The Americans have been tightening the thumbscrews for months to isolate China's chip industry from global supply chains. It was only this week that the US government announced new plans to limit the export of strategically important chip technologies to China. Specifically, it is about export restrictions for special machines and semiconductors for AI applications. The reason for the supply cuts is simple: high-performance chips are the Achilles' heel of China's high-tech industry - and thus a geopolitical means of exerting pressure.

"China is currently not able to produce the most modern chips with a structure size of less than seven nanometers on an industrial scale," says Jan Mohr, semiconductor expert at the consulting firm Boston Consulting Group. However, these so-called top chips with the smallest structure sizes are essential for the high-tech sector. They are needed wherever high computing capacities play a role. For example in autonomous driving, in supercomputers or the latest smartphones.

The People's Republic currently imports most of the top chips from abroad, especially from Taiwan and South Korea. In other words: the country is dependent on a drip from the international supply chains for a key strategic technology. "Especially in the field of artificial intelligence, dependence on China could become a problem," says chip expert Mohr.

The leadership in Beijing has therefore started to catch up. As early as 2015, she presented the "Made in China" initiative, which aims to increase the proportion of self-supply with normal chips to 70 percent by 2025. It is currently around 16 percent.

"China has invested a great deal in its own semiconductor industry in recent years," says Julia Hess, an expert on technology and geopolitics at the New Responsibility Foundation. This is also reflected in the production capacities. According to the analysis company Trendforce, Chinese contract manufacturers now have a global market share of seven percent. The country's largest chipmaker, SMIC, is number five globally with sales of $5.4 billion.
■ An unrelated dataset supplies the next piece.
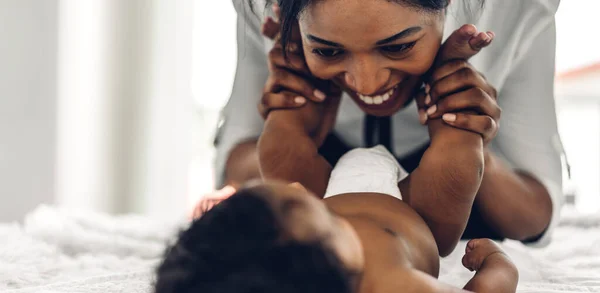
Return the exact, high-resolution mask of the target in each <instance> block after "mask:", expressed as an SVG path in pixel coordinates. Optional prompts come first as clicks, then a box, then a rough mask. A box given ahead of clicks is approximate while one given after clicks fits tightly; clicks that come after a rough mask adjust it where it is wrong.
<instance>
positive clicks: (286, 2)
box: [248, 0, 485, 58]
mask: <svg viewBox="0 0 600 293" xmlns="http://www.w3.org/2000/svg"><path fill="white" fill-rule="evenodd" d="M248 1H250V8H252V10H254V9H253V7H254V0H248ZM275 1H276V2H277V4H278V5H279V7H280V9H281V38H280V42H281V46H282V47H283V48H286V47H287V45H288V43H289V42H290V37H291V34H292V28H293V25H294V21H296V20H298V16H299V15H300V14H301V13H302V11H304V9H306V7H308V6H309V5H310V4H311V3H313V2H316V1H319V0H266V7H270V6H271V5H273V3H274V2H275ZM386 1H389V2H396V3H398V4H401V5H406V6H408V7H412V8H416V9H419V10H422V11H423V12H426V13H427V12H437V11H440V10H443V9H446V8H447V7H448V4H450V0H386ZM455 1H463V2H464V3H461V4H462V5H463V7H464V9H465V10H467V11H471V10H472V7H471V2H472V1H474V2H475V3H477V4H478V5H479V6H480V8H483V6H484V4H485V0H455ZM283 52H284V55H285V56H286V58H287V54H286V53H287V50H283Z"/></svg>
Despite these advances, China is technologically "about five years" behind industry leader Taiwan, says technology expert Hess. Because the race to catch up is not just about capacity, but also about quality. And with the top chips, the People's Republic still lacks the decisive skills.

The USA has recognized this weakness and is currently doing a great deal to stop the race to catch up. With the export restrictions, the US government is not only targeting the chips themselves, but above all the means of production that are necessary to build modern factories. "This makes China's plans for a self-sufficient chip supply much more difficult," says Jan Mohr.

The fact that China cannot simply build the factories for the top chips on its own has to do with the peculiarities of the industry. The production of semiconductors is extremely demanding: there are sometimes up to 1500 work steps in a modern chip. Highly specialized machines are used, comparable to the complexity of rocket technology. There are very few suppliers worldwide who can build these machines. When it comes to the most modern generation of exposure machines, so-called EUV lithography, there is only one supplier worldwide: the Dutch group ASML.

The USA is blocking the sale of the latest ASML technology to China, which is why there is a lack of machines for the production of the most modern chip generation. And: President Biden apparently wants to increase the pressure even more soon, reports the US portal Bloomberg. At the end of May he sent his trade minister Don Graves to the Netherlands to negotiate with the government in The Hague about exports to China. The Americans demanded that the existing moratorium for the most modern ASML systems should also be extended to older versions. If the Americans prevail, this could set back the Chinese self-sufficiency plans further.